The Benefits of Improving Your Pet’s Dental Health

A cat with a toothbrushYour pet’s overall wellness hinges on proper nutrition, regular exercise, and…stringent dental care? Indeed, the state of your pet’s dental health greatly affects well being but hasn’t always been a top priority – until now!

Modern veterinary research and advances in pet dental care allow us great insight into your pet’s general health and his or her longevity. If you’ve been questioning your pet’s dental health, we are here to help you get started. Doing so may extend your pet’s life by two years!

Sink Those Teeth In

Dental disease is just as common in pets as it is in people. Tartar, the mineral that builds up on the gum line, is typically brown or yellow, and creates a surface on which plaque can thrive. This may seem innocuous until you consider the bacteria that live in plaque. Responsible for irritation and eventually infection, tartar and plaque buildup also cause:

  • Bad breath (halitosis)
  • Bleeding or irritated gums
  • Pain or chewing difficulty
  • Loss of appetite or change in preference from dry to wet food
  • Dropping food
  • Broken, discolored, loose, or missing teeth
  • Excessive drooling
  • Pawing at the face
  • Infection in the bloodstream resulting in damage to internal organs

The only way to stop this destructive process is to brush your pet’s teeth regularly and schedule annual dental cleanings. Left untreated, your pet may require emergency care or costly corrective treatments.

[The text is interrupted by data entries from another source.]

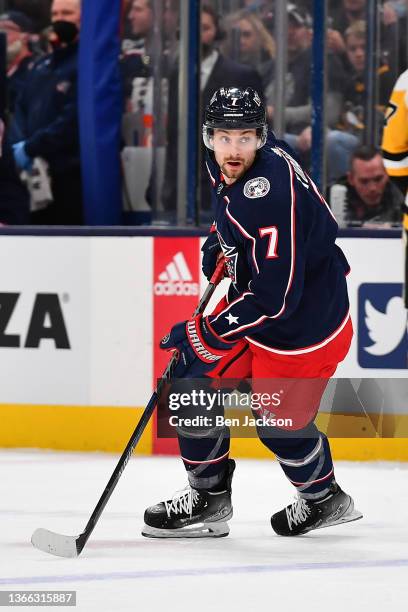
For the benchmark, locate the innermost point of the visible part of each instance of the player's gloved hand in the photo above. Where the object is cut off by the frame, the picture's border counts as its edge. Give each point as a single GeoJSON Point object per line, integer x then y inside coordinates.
{"type": "Point", "coordinates": [211, 250]}
{"type": "Point", "coordinates": [23, 161]}
{"type": "Point", "coordinates": [198, 346]}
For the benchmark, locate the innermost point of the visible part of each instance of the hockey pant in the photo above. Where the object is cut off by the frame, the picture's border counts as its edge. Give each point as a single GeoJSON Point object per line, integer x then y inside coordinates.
{"type": "Point", "coordinates": [302, 451]}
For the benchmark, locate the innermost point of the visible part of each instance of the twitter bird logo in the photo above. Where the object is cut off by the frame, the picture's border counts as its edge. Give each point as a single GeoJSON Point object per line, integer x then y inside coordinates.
{"type": "Point", "coordinates": [382, 332]}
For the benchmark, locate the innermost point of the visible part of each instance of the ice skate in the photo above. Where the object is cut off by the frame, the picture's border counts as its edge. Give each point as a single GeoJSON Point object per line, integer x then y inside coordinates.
{"type": "Point", "coordinates": [192, 513]}
{"type": "Point", "coordinates": [304, 515]}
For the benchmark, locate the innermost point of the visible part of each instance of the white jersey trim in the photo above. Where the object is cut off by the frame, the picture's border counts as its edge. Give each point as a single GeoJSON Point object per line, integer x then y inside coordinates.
{"type": "Point", "coordinates": [305, 350]}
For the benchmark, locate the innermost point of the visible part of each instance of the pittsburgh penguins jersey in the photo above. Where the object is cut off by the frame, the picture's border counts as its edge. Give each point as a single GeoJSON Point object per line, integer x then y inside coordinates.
{"type": "Point", "coordinates": [395, 150]}
{"type": "Point", "coordinates": [395, 135]}
{"type": "Point", "coordinates": [288, 290]}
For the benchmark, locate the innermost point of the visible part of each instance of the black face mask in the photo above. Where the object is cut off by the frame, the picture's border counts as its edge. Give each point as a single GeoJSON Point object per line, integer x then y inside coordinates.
{"type": "Point", "coordinates": [206, 49]}
{"type": "Point", "coordinates": [66, 31]}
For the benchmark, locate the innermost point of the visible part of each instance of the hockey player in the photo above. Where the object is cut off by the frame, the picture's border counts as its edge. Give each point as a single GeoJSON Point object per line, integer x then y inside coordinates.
{"type": "Point", "coordinates": [395, 150]}
{"type": "Point", "coordinates": [286, 315]}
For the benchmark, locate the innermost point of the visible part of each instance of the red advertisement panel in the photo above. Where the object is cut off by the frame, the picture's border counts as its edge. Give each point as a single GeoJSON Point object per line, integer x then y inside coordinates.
{"type": "Point", "coordinates": [176, 287]}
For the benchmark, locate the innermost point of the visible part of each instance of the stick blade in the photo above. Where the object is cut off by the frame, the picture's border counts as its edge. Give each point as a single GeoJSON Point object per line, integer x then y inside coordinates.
{"type": "Point", "coordinates": [55, 543]}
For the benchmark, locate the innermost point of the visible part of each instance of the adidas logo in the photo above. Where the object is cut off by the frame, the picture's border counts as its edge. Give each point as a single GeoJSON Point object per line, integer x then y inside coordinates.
{"type": "Point", "coordinates": [176, 279]}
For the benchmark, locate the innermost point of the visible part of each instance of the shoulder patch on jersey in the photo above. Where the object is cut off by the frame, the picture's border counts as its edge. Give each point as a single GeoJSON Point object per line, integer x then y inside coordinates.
{"type": "Point", "coordinates": [257, 188]}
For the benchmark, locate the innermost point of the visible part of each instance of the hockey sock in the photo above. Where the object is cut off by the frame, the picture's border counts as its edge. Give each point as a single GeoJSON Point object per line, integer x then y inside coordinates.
{"type": "Point", "coordinates": [307, 463]}
{"type": "Point", "coordinates": [205, 460]}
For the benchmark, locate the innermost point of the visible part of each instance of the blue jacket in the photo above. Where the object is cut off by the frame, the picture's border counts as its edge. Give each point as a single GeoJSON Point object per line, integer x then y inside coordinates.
{"type": "Point", "coordinates": [288, 291]}
{"type": "Point", "coordinates": [46, 114]}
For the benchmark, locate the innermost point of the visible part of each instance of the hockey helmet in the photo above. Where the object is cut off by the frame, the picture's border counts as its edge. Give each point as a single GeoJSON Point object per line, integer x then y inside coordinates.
{"type": "Point", "coordinates": [233, 108]}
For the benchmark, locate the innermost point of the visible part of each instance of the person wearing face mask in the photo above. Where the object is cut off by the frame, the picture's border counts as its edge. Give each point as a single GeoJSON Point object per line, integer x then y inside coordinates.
{"type": "Point", "coordinates": [18, 29]}
{"type": "Point", "coordinates": [44, 131]}
{"type": "Point", "coordinates": [216, 70]}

Supporting Your Pet’s Dental Health

Taking an active role in your pet’s dental care supports his or her overall health. We recommend the following at-home tactics:

  • Daily brushing – While we know this can be tough, it’s important. Offer lots of praise during the process, and try to make the experience as positive as possible. Let us know if you need any tips on how to brush your pet’s teeth.
  • The right stuff – Purchase pet-specific toothpaste (yum, chicken liver flavor!) and an appropriately sized toothbrush to scrub plaque away. While there are a variety of products on the market, we advise purchasing items that have been awarded the Veterinary Oral Health Council (VOHC) seal of approval.
  • Pet food differences – Depending on your pet, we may recommend a certain type of food, such as Hill’s Prescription Diet t/d, which is formulated to support your pet’s dental health. Remember, it’s important to consult us before changing your pet’s diet.

How We Can Help

An oral exam is a critical part of your pet’s regular wellness visit, but it’s often too difficult to get a full picture of your pet’s dental health while he or she is awake. If we notice excessive tartar and plaque, a professional dental cleaning is highly recommended. The frequency of this type of procedure depends on your pet’s dental health, and we’ll work closely with you to provide supportive treatments.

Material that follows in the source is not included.